Very few cases of NF1 and PTC have been documented in the literature so far [4,5,6,13]. The genetic mechanism characterizing the association between NF1 and PTC is not fully understood. In PTC, even though no documented germ-line mutations have been reported, mutations in RAS proteins have been associated with cancer phenomenon [14]. Newly discovered variations in B type Raf kinase (BRAF) have been shown to have a critical role in PTC tumorigenesis. This occurs via activation of the MAPK pathway, similar to RAS and RET/PTC, indicating a genetic susceptibility of developing PTC via more than one molecular mechanism [14,15]. Moreover, increased ER and PR expression in thyroid tissues have been reported in patients with thyroid cancer [16,17].

Another interesting mechanism for genetic susceptibility has been described through mutations in phosphatase and tensin homolog (PTEN), succinate dehydrogenase (SDHx), and killin (KLLN) genes.
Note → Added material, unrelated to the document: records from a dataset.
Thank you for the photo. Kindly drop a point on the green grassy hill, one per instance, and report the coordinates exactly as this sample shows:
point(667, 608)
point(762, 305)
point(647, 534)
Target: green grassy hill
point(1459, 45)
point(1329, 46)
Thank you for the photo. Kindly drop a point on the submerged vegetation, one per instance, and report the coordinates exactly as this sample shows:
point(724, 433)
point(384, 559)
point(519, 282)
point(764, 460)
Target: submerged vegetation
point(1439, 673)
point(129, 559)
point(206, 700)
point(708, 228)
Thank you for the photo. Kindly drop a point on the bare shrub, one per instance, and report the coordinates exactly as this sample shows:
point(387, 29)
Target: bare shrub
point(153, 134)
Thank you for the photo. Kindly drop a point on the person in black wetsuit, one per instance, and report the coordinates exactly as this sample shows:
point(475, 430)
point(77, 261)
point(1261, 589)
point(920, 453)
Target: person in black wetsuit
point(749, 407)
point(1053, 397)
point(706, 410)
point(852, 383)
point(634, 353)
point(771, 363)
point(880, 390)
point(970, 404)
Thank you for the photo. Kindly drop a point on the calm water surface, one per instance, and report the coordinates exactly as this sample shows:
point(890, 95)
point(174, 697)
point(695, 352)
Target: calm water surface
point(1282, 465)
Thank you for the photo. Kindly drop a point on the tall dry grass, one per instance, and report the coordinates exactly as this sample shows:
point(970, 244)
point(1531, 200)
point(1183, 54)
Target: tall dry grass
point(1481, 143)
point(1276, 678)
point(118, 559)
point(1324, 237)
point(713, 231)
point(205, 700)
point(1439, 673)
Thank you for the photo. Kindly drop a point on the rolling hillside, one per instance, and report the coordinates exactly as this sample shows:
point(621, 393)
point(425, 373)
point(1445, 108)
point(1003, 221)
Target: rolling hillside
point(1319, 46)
Alterations in these genes have been reported to cause Cowden syndrome, which has been proven to result in a higher risk for both breast and thyroid cancer in the same individual [18,19].

Conclusions

Metachronous malignancies, as described in this case, are infrequent occurrences in oncology. This case underscores the molecular basis of breast and thyroid tumorigenesis in patients with NF1. As a prior history of either cancer has been shown to increase the risk of the other, physicians should strive to identify the association between breast and thyroid cancers. This higher risk of a second primary malignancy could be owed to genetic propensity, hormonal overexpression, or a combination of both. Further studies on a larger scale are needed to determine criteria to screen for primary cancers in patients with NF1, which could help to reduce the disease burden and hopefully improve clinical outcomes.